O Banco Central informou que a taxa de inadimplência brasileira subiu pelo sexto ano seguido, chegando a 4,1% em 2025. O avanço, de 1,2 ponto percentual frente a 2024, foi puxado por mudanças normativas e pelo maior volume de atrasos, especialmente no crédito rural. O índice indica a parcela de endividados dentro do universo de tomadores.
A inadimplência do crédito a pessoas jurídicas registrou aumento de 1,3 ponto percentual, o maior entre as linhas de crédito, enquanto o crédito a pessoas físicas subiu 2,1 p.p. O incremento ocorreu em meio a um ambiente de juros elevados e menor dinamismo de concessões.
Em 2025, o ritmo de crescimento do crédito diminuiu em todas as regiões do país, conforme dados do BC. O cenário acompanha a queda na atividade econômica, com a economia crescendo 2,3% no ano, frente a 2024.
Desempenho da economia em 2025
A indústria mostrou desaceleração, com retração na transformação e em eletricidade, água, esgoto e gestão de resíduos, além de menor avanço na construção.
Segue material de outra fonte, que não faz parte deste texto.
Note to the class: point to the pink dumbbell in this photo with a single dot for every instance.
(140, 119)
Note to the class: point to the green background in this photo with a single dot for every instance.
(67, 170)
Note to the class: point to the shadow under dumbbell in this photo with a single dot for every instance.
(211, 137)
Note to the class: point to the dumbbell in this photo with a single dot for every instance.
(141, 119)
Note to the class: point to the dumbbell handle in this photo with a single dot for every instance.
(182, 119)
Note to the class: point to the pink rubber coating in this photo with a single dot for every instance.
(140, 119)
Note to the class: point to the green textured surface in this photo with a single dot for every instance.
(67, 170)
O setor de serviços teve expansão menor, com exceção de transportes e informação. A agropecuária registrou alta expressiva, impulsionada pela soja e pelo milho.
A Pesquisa de Endividamento e Inadimplência do Consumidor da CNC aponta recorde: 80,4% das famílias estavam endividadas no mês de março. O indicador de inadimplência no país ficou em 29,6%, abaixo do pico de 30,5% atingido entre setembro e outubro de 2025.
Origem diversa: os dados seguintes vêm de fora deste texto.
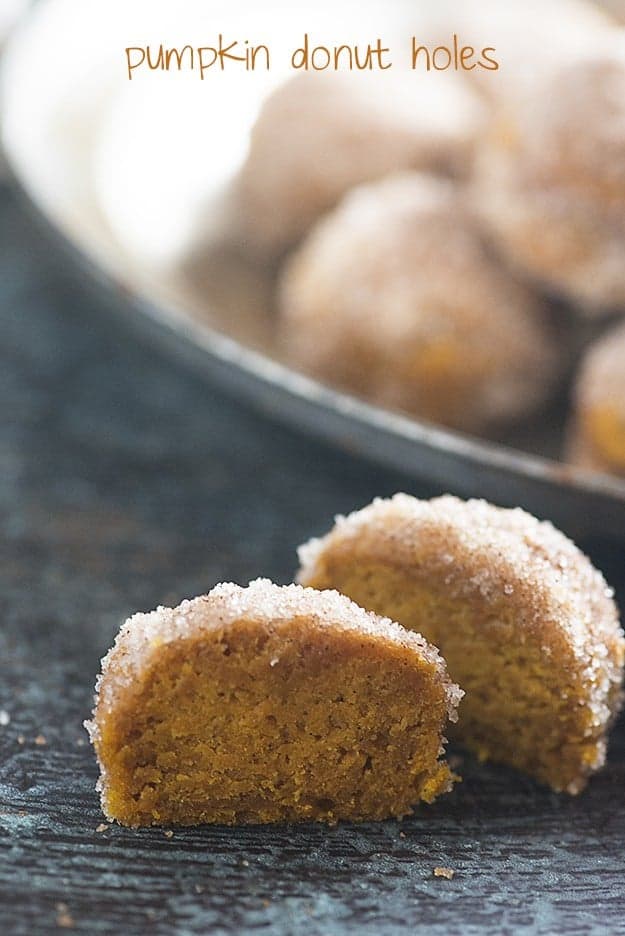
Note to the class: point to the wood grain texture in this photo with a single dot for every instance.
(124, 483)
Desenrola Brasil e impactos sociais
O governo criou o programa Desenrola Brasil em 2023 para renegociar dívidas de segmentos de maior vulnerabilidade. O foco foi pessoas com renda até dois salários mínimos ou cadastradas no CadÚnico.
Entre julho de 2023 e maio de 2024, a primeira fase renegociou dívidas de cerca de 15 milhões de pessoas, totalizando R$ 53,2 bilhões. Segundo o Ministério da Fazenda, a iniciativa contribuiu para reduzir 8,7% a inadimplência entre a população mais vulnerável.
As informações destacam o desafio persistente do endividamento no Brasil, mesmo com instrumentos públicos de renegociação e esforços para conter o consumo de crédito. As autoridades mantêm acompanhamento dos efeitos macroeconômicos e sociais.